Henri le Grand naquit, en 1553, à Pau, petite ville, capitale du Béarn : Antoine de Bourbon, duc de Vendôme, son père, était du sang royal de France, et chef de la branche de Bourbon (ce qui autrefois signifiait bourbeux), ainsi appelée d’un fief de ce nom, qui tomba dans leur maison par un mariage avec l’héritière de Bourbon.

La maison de Bourbon, depuis Louis IX jusqu’à Henri IV, avait presque toujours été négligée, et réduite à un tel degré de pauvreté qu’on a prétendu que le fameux prince de Condé, frère d’Antoine de Navarre, et oncle de Henri le Grand, n’avait que six cents livres de rente de son patrimoine.

La mère de Henri était Jeanne d’Albret, fille de Henri d’Albret, roi de Navarre, prince sans mérite, mais bonhomme, plutôt indolent que paisible, qui soutint avec trop de résignation la perte de son royaume, enlevé à son père par une bulle du pape, appuyée des armes de l’Espagne. Jeanne, fille d’un prince si faible, eut encore un plus faible époux, auquel elle apporta en mariage la principauté de Béarn, et le vain titre de roi de Navarre.

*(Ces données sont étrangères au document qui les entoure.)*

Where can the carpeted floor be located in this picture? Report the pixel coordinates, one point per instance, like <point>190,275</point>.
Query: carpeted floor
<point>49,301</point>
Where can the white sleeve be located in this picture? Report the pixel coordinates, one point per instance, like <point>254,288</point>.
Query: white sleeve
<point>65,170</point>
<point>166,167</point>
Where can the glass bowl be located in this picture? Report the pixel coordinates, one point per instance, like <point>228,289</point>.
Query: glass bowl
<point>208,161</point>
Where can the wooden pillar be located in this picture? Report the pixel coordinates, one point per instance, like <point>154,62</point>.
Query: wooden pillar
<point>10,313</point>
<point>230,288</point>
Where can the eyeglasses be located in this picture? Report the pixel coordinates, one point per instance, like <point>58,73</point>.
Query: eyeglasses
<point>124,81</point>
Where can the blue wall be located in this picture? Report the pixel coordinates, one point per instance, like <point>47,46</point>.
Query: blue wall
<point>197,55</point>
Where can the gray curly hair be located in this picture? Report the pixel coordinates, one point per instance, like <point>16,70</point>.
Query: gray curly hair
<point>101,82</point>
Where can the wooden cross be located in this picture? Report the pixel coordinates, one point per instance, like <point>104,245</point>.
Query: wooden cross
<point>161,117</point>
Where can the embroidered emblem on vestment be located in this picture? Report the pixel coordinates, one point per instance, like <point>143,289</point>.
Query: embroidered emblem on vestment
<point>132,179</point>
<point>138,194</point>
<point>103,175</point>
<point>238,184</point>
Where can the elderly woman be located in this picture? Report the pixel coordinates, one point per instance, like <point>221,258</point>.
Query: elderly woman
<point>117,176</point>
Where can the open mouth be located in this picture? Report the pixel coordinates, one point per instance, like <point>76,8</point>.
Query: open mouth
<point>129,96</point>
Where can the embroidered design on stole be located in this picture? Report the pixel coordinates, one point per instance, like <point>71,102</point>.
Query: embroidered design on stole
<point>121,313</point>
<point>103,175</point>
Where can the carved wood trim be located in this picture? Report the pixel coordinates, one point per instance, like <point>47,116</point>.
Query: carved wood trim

Ce prince, qui vivait dans un temps de factions et de guerres civiles, où la fermeté d’esprit est si nécessaire, ne fit voir qu’incertitude et irrésolution dans sa conduite. Il ne sut jamais de quel parti ni de quelle religion il était. Sans talent pour la cour, et

  1. L’auteur avait écrit ce morceau en anglais (Note de Voltaire, 1768), lorsqu’on imprima la Henriade à Londres. (Id., 1775.)